22 Aralık 2015’te Birleşmiş Milletler Genel Kurulu, bilimde kadınların ve kız çocuklarının yerinin artmasını desteklemek ve bu konuda gereken desteği vermek için 11 Şubat’ı Bilimde Kadınlar ve Kız Çocukları Günü olarak kabul etti.

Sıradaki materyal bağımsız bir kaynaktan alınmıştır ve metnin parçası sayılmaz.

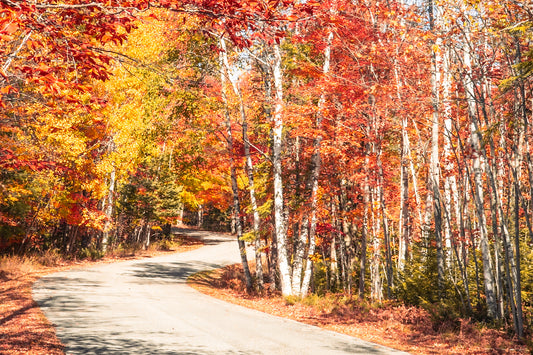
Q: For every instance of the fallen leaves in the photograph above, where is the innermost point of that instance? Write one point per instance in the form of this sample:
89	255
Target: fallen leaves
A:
397	326
23	327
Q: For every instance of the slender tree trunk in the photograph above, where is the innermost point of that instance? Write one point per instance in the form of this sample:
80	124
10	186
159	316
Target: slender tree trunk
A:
492	308
108	210
249	170
277	141
234	186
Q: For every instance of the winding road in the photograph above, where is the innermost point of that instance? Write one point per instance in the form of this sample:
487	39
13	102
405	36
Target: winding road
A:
145	307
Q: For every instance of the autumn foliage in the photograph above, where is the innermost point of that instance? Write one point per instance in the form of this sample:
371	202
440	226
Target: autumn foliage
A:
376	149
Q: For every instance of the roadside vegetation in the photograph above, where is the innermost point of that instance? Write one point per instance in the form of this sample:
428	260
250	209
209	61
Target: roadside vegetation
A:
415	329
23	327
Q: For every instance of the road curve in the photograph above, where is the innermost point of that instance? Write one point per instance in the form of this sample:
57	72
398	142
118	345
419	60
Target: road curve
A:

Kadınların bilimle öne çıkmaları, sosyal medyayla ve cinsiyet eşitliği kavramlarıyla gittikçe önem kazanan ve desteklenen bir duruma dönüştü. Cinsiyetçi düşüncelerin bir sonucu olarak kız çocuklarının bilimden uzaklaştırılması hâlâ dikkat edilmesi gereken bir nokta. Bilimin erkek cinsiyetinin alanı olarak görülmesi de aslında bu düşüncenin bir sonucu olarak karşımıza çıkıyor. Ama aslına bakarsanız bilimde kendini gösteren, gelecek nesillerdeki kız çocuklarına örnek olan ve onlara ilham veren pek çok kadın bilim insanı var. Görünürlükleri günden güne artıyor, böylece ulaştıkları insanlar da.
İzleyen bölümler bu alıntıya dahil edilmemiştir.